Tegenwoordig gebruiken (gelicenseerde) zendamateurs tal van digitale data transmissie technieken.
Zie b.v. http://nl.wikipedia.org/wiki/Packet-radio ook geschikt voor 27MHz.

----------


## NesCio01

> Heeft iemand ervaring met het verzenden van data via korte golf frequenties?

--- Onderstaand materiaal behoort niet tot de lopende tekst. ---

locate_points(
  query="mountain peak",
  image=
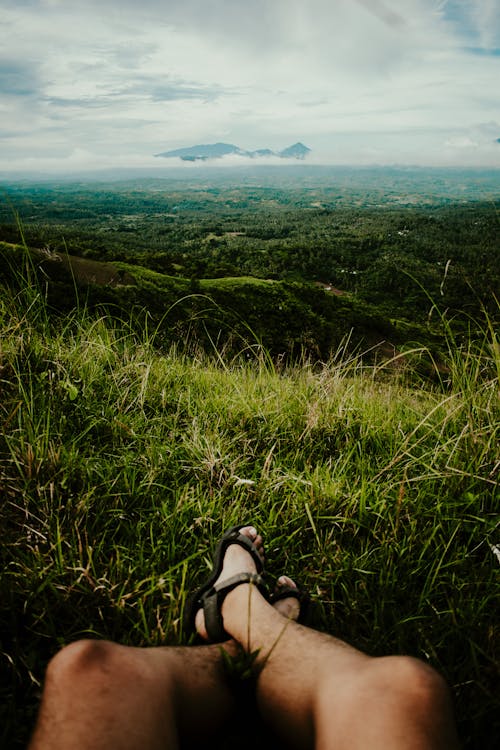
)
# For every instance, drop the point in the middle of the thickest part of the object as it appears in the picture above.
(203, 152)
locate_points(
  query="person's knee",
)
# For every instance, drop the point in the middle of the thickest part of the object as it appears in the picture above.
(82, 660)
(409, 681)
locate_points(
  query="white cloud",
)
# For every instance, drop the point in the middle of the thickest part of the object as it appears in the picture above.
(386, 81)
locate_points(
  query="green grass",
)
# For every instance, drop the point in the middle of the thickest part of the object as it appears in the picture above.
(121, 465)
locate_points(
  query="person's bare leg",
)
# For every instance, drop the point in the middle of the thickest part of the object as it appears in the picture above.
(99, 694)
(317, 691)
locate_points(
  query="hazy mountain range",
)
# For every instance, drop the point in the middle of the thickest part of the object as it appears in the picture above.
(204, 152)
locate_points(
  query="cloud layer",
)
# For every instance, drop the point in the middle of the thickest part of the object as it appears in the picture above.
(359, 81)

Het gebruik van de golf ligt maar net aan het bereik dat jij
wilt bewerkstelligen.
Wil je vanaf je stage only to FOH op, zeg ff 20 mtr,
of wil je naar tante Klaar in Australië?

Zie bijvb; http://nl.wikipedia.org/wiki/Korte_golf
voor wat de info jou waard is  :Wink: 

grtz

Nes

----------


## showband

hoe snel of traag is je digitale data? (hoeveel data moet je kwijt/sec?) Een cassette naar de commodore64 lukt al snel. 
even een paar on/off switches lukt dus wel zo. Maar als je audio of video wilt verzenden. liefst een beetje betrouwbaar...?

----------


## frederic

> Ja hoor, vroeger deden we niet anders, het was bekend onder de naam van de uitvinder: Morse (0 was geen draaggolf, 1 was wel draaggolf).
> Tegenwoordig gebruiken (gelicenseerde) zendamateurs tal van digitale data transmissie technieken.
> Zie b.v. http://nl.wikipedia.org/wiki/Packet-radio ook geschikt voor 27MHz.



Dat is idd wat ik zocht!

Het is niet echt de bedoeling dit officieel te gaan gebruiken, enkel willen we met een aantal vrienden hiermee experimenteren.

----------